In the sample JSON config above, the configured menu will have a dropdown labeled “About Jaeger” with sub-options for “GitHub” and “Docs”. The format for a link in the top right menu is as follows:

{
  "label": "Some text here",
  "url": "https://example.com"
}

Links can either be members of the menu Array, directly, or they can be grouped into a dropdown menu option. The format for a group of links is:

{
  "label": "Dropdown button",
  "items": [ ]
}

The items Array should contain one or more link configurations.

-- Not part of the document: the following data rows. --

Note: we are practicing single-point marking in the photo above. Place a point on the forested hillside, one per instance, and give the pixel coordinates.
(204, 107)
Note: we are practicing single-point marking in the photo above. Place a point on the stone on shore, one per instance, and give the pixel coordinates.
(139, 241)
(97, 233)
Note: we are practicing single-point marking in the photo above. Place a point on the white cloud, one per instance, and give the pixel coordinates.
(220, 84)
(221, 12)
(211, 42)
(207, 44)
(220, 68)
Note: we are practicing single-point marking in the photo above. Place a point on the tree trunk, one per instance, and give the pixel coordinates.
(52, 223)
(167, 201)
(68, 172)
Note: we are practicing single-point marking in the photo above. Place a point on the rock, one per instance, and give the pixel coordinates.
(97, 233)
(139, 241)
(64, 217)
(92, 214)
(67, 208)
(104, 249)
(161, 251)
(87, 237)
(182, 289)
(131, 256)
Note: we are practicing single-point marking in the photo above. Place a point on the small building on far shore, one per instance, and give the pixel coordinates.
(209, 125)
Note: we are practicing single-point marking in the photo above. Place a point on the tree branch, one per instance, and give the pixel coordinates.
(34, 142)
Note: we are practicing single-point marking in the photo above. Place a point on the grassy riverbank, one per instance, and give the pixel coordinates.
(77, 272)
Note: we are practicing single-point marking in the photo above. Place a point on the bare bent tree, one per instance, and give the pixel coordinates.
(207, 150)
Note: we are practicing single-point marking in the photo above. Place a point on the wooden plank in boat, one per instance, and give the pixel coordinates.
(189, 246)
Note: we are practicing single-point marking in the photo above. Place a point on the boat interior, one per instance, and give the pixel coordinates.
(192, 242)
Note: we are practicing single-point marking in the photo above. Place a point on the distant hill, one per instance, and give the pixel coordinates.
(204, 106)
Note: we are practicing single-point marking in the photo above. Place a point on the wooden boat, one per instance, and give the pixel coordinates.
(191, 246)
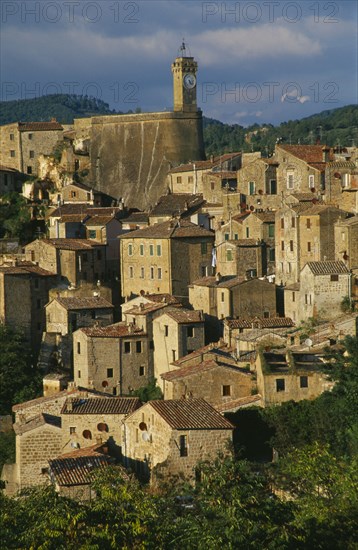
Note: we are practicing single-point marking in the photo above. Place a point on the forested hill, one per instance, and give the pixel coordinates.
(335, 127)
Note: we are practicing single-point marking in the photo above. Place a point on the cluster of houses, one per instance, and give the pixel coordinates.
(225, 290)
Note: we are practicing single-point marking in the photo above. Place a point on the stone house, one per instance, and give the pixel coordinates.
(117, 359)
(74, 260)
(183, 205)
(176, 332)
(290, 376)
(22, 143)
(217, 380)
(323, 285)
(257, 183)
(169, 438)
(303, 233)
(223, 297)
(188, 178)
(65, 315)
(24, 291)
(72, 473)
(88, 420)
(301, 168)
(164, 258)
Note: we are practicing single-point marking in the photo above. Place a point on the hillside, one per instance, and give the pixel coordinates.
(335, 127)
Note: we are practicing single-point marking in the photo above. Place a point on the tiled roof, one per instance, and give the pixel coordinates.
(25, 268)
(182, 315)
(118, 330)
(204, 366)
(190, 414)
(72, 244)
(175, 203)
(171, 229)
(270, 322)
(36, 422)
(76, 468)
(95, 302)
(250, 400)
(101, 405)
(309, 153)
(327, 268)
(39, 126)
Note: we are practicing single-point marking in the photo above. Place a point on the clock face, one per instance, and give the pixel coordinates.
(189, 81)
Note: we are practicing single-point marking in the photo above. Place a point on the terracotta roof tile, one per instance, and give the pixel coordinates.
(171, 229)
(118, 330)
(328, 268)
(190, 414)
(101, 405)
(95, 302)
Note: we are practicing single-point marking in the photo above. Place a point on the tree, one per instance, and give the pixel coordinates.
(19, 380)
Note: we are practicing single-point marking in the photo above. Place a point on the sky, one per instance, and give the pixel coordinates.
(259, 61)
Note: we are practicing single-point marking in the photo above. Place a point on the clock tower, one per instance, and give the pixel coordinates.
(184, 70)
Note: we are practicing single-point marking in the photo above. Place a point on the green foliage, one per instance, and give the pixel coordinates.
(150, 392)
(15, 217)
(19, 380)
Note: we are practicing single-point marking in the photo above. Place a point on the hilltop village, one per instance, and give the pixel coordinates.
(219, 283)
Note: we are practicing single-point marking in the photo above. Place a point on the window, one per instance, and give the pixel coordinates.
(271, 187)
(102, 427)
(183, 445)
(280, 384)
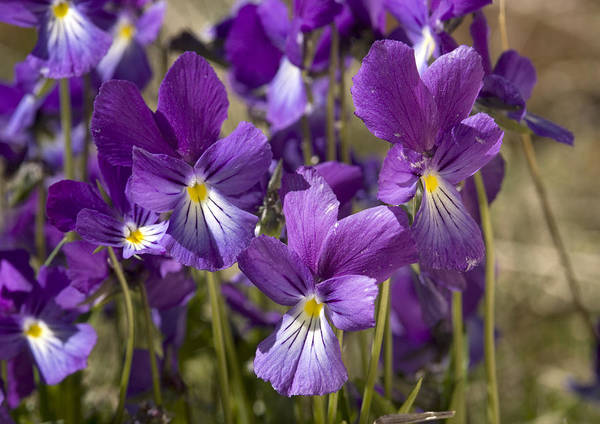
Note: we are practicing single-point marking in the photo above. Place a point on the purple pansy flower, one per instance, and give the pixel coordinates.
(179, 163)
(74, 205)
(69, 41)
(436, 143)
(329, 269)
(509, 85)
(126, 59)
(34, 327)
(422, 22)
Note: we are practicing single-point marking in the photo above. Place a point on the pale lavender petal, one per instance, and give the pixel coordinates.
(399, 175)
(122, 120)
(150, 22)
(454, 80)
(446, 235)
(286, 97)
(234, 164)
(350, 300)
(546, 128)
(302, 356)
(391, 98)
(63, 351)
(194, 103)
(310, 208)
(276, 270)
(473, 144)
(158, 182)
(374, 242)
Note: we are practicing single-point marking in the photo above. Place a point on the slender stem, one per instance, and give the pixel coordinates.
(246, 414)
(493, 407)
(150, 340)
(388, 358)
(458, 343)
(217, 327)
(318, 409)
(375, 352)
(130, 335)
(333, 65)
(40, 222)
(333, 398)
(54, 252)
(343, 127)
(66, 124)
(559, 244)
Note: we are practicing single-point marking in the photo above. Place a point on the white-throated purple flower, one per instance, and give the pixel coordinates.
(329, 269)
(37, 322)
(70, 43)
(74, 205)
(181, 166)
(132, 31)
(435, 140)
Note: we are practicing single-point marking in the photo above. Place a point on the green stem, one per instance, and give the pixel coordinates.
(458, 343)
(150, 340)
(333, 398)
(217, 327)
(493, 407)
(333, 65)
(388, 359)
(66, 124)
(318, 409)
(245, 415)
(375, 352)
(130, 335)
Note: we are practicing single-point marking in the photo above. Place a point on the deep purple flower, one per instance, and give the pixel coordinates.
(180, 165)
(74, 205)
(126, 59)
(69, 41)
(423, 24)
(436, 143)
(33, 325)
(329, 269)
(509, 85)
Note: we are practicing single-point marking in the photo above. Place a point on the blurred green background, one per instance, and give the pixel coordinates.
(543, 342)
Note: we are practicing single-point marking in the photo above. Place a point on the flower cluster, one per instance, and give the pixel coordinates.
(318, 231)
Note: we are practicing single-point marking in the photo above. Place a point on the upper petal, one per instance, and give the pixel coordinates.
(236, 163)
(276, 270)
(474, 142)
(121, 120)
(399, 175)
(194, 102)
(391, 98)
(350, 300)
(454, 80)
(374, 242)
(310, 208)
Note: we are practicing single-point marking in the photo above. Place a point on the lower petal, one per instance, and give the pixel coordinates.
(302, 356)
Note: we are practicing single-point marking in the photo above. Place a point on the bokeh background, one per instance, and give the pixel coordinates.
(543, 344)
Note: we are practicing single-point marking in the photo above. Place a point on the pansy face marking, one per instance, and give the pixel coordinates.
(60, 9)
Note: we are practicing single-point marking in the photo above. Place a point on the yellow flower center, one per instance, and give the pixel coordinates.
(61, 9)
(126, 31)
(313, 308)
(431, 182)
(33, 330)
(198, 192)
(135, 236)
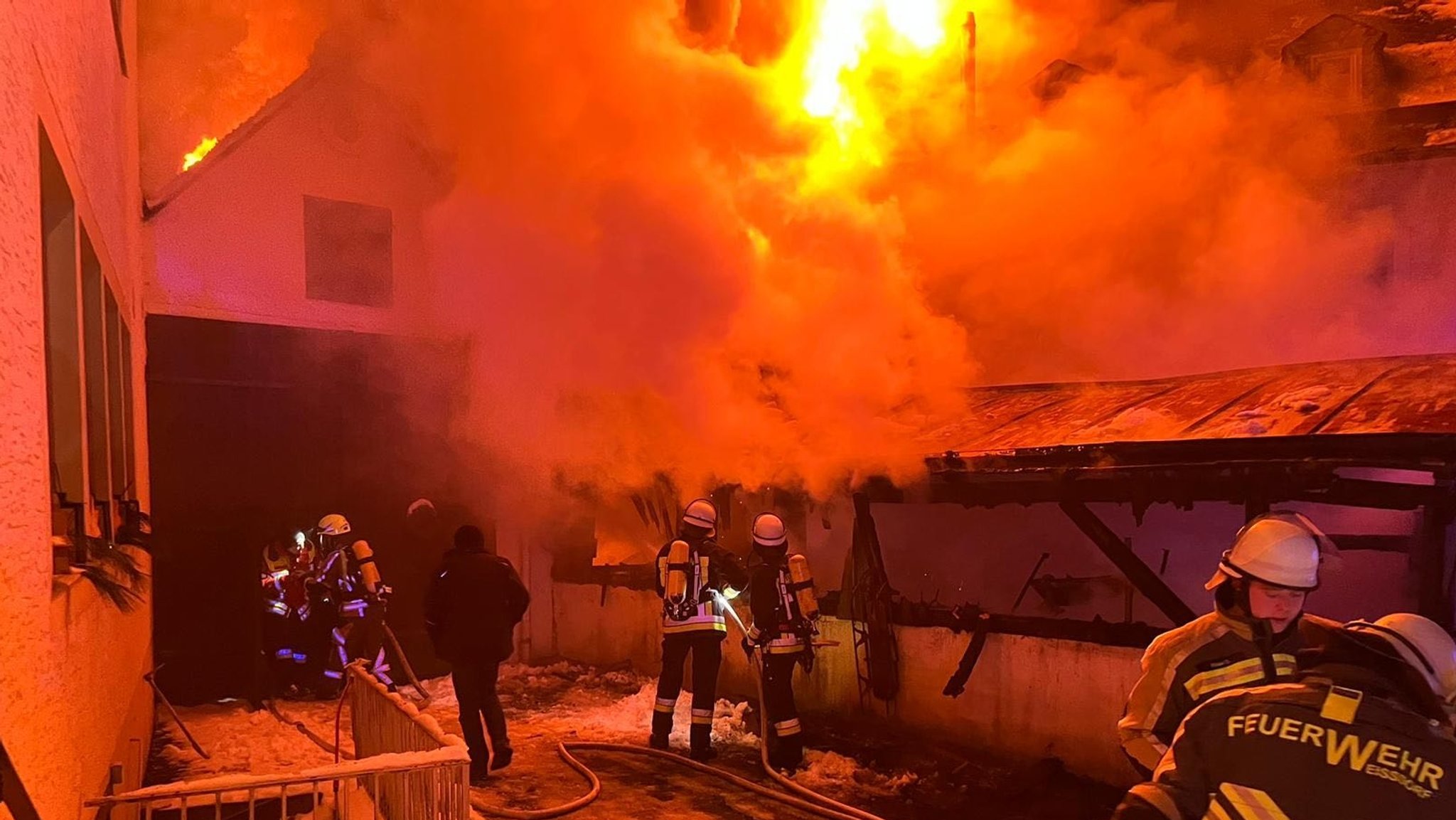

TODO: Swagger and GraphQL API (issue 158external link).

Aggregation Jobs for Service Dependencies

Production deployments need an external process which aggregates data and creates dependency links between services. Project spark-dependenciesexternal link is a Spark job which derives dependency links and stores them directly to the storage.

Configuration

All binaries accepts command line properties and environmental variables which are managed by by viperexternal link and cobraexternal link. The names of environmental properties are capital letters and characters - and . are replaced with _. To list all configuration properties call jaeger-binary -h.